Alegria e tensão teciam o clima a bordo. Em conversas animadas, alguns grupos come- moravam a proeza do voo de última hora. Outros, o corpo rijo e em silêncio, conferiam, ansiosos, o horário em seus relógios. É que todos estávamos convidados para o ato histórico da declaração da Independência de Angola, programado para a noite daquele 11 de novembro, por ninguém menos que Agostinho Neto, lendário poeta e líder do MPLA, o Movimento Popular pela Libertação de Angola.
Autor do último programa que iria ao ar pela renomada série “Dritte Welt” (“Terceiro Mundo”) da editoria de cultura da WDR – a maior emissora da rede ARD de rádio e televisão de direito público da Alemanha, em Colônia – eu fora escolhido como enviado especial para cobrir a independência e entrevistar nomes ilustres sobre o porvir do novo país africano.

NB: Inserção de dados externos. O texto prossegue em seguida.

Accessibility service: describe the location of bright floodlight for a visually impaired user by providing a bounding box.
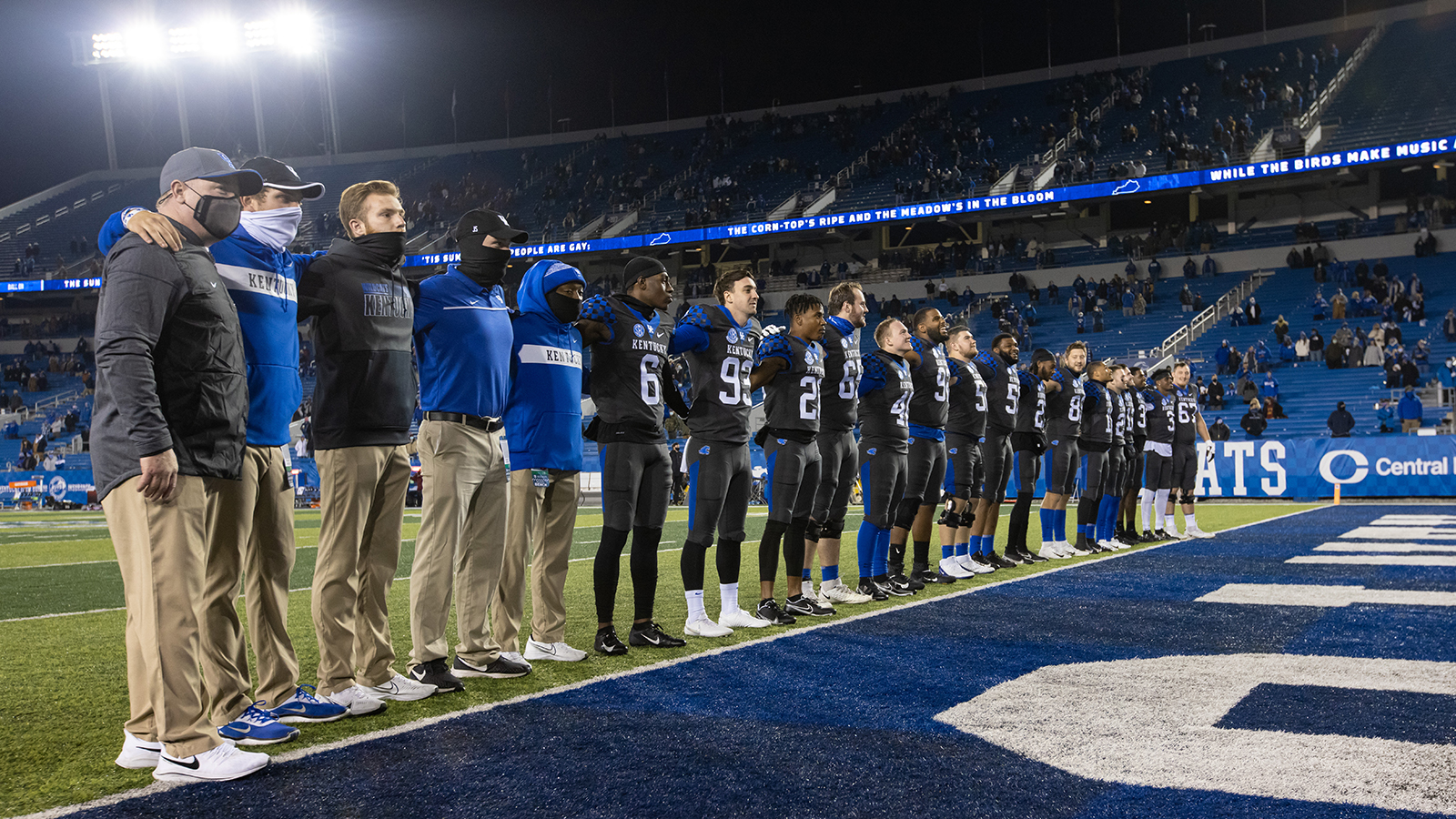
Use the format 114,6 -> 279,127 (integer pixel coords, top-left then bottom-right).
124,27 -> 170,63
271,12 -> 318,54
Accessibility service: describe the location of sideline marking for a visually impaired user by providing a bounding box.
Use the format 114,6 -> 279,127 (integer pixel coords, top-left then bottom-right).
1284,555 -> 1456,565
1196,583 -> 1456,608
17,504 -> 1334,819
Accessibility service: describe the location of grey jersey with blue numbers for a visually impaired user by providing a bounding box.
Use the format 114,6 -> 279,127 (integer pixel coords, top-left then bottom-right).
755,332 -> 824,433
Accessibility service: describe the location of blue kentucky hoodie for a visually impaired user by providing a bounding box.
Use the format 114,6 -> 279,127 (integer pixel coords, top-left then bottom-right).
505,259 -> 585,470
96,208 -> 323,446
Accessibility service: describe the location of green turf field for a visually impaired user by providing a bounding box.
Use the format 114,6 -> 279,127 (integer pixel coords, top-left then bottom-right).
0,504 -> 1309,816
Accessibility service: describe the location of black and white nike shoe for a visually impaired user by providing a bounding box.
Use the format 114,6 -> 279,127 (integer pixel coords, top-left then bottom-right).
759,598 -> 799,625
784,594 -> 834,616
628,622 -> 687,649
592,625 -> 629,657
856,579 -> 890,602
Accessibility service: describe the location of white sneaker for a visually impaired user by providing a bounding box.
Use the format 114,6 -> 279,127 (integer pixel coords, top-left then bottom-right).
526,638 -> 587,663
941,555 -> 976,580
362,672 -> 435,703
151,742 -> 268,783
500,652 -> 535,669
116,732 -> 162,768
318,683 -> 389,717
820,580 -> 872,606
718,609 -> 774,628
682,616 -> 728,637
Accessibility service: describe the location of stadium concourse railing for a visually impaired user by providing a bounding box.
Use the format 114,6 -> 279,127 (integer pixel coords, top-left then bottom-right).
1138,268 -> 1274,369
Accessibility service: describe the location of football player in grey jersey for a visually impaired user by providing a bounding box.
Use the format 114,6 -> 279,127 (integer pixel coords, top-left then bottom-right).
804,281 -> 871,606
577,257 -> 687,656
753,293 -> 834,625
672,268 -> 769,637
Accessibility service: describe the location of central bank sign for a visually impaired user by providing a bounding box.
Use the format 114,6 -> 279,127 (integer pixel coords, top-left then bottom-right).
1198,434 -> 1456,499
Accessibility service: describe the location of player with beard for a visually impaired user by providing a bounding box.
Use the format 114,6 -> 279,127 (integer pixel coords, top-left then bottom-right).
577,257 -> 687,656
804,281 -> 869,606
1073,361 -> 1118,554
672,269 -> 769,637
1006,349 -> 1061,565
971,332 -> 1021,565
1041,341 -> 1087,558
1087,364 -> 1130,551
1165,361 -> 1213,540
1117,368 -> 1148,547
890,308 -> 951,592
941,325 -> 996,579
856,319 -> 915,601
1138,368 -> 1178,542
753,293 -> 834,625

Quando decolamos, na capital angolana deviam ser umas três da tarde. O tempo do voo seria de umas sete horas, e sendo o fuso horário entre Lisboa e Luanda de uma hora, se tudo corresse bem, pousaríamos em Luanda às dez da noite, em plena festa.
Servido o lanche pelas gentis comissárias de bordo, alguém chamou a atenção para a tela de cinema vazia e muda, pedindo que projetassem um filme. Ao que uma comissária respondeu que o projetor estava com defeito.

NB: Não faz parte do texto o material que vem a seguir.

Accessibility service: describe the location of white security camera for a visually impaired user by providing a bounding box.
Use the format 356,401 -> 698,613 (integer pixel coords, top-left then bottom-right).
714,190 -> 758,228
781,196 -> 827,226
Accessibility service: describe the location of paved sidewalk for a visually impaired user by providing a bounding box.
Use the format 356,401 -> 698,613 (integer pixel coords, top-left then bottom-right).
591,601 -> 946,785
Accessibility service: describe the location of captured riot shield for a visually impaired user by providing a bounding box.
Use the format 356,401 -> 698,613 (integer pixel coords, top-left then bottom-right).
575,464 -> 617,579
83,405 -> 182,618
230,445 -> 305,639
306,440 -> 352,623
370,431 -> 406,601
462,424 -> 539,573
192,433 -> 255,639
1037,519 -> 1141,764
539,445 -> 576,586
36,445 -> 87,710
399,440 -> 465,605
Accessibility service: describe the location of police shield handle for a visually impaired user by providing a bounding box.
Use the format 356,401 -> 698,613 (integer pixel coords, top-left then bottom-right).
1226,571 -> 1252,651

Cansado, acumulando noite prévia muito curta devida ao voo de conexão de Berlim, onde residia, a Lisboa, adormeci, embalado pelo burburinho monótono das turbinas e do ar rasgado diante da janela.
De repente, uma mão tocou meu ombro. Era uma das comissárias, pedindo que eu recolocasse o encosto do assento em posição vertical. Agora era servido um jantar. E para supresa geral, na tela cintilava um filme. Que, se não me falha a memória, era nada menos que o elégico “Casablanca”, com Humphrey Bogart e Ingrid Bergman. Sobrevoando a África, aquilo era uma ironia?
Me senti abobalhado, não podia acreditar.
Mas ocorria algo ainda mais estranho. Enquanto consumíamos o jantar, alternando olhares entre o garfo e as cenas na tela, o avião inclinou-se para um lado, iniciando uma longa curva no céu noturno. Mirei o relógio de pulso, e ele marcava alguns minutos passados das oito da noite.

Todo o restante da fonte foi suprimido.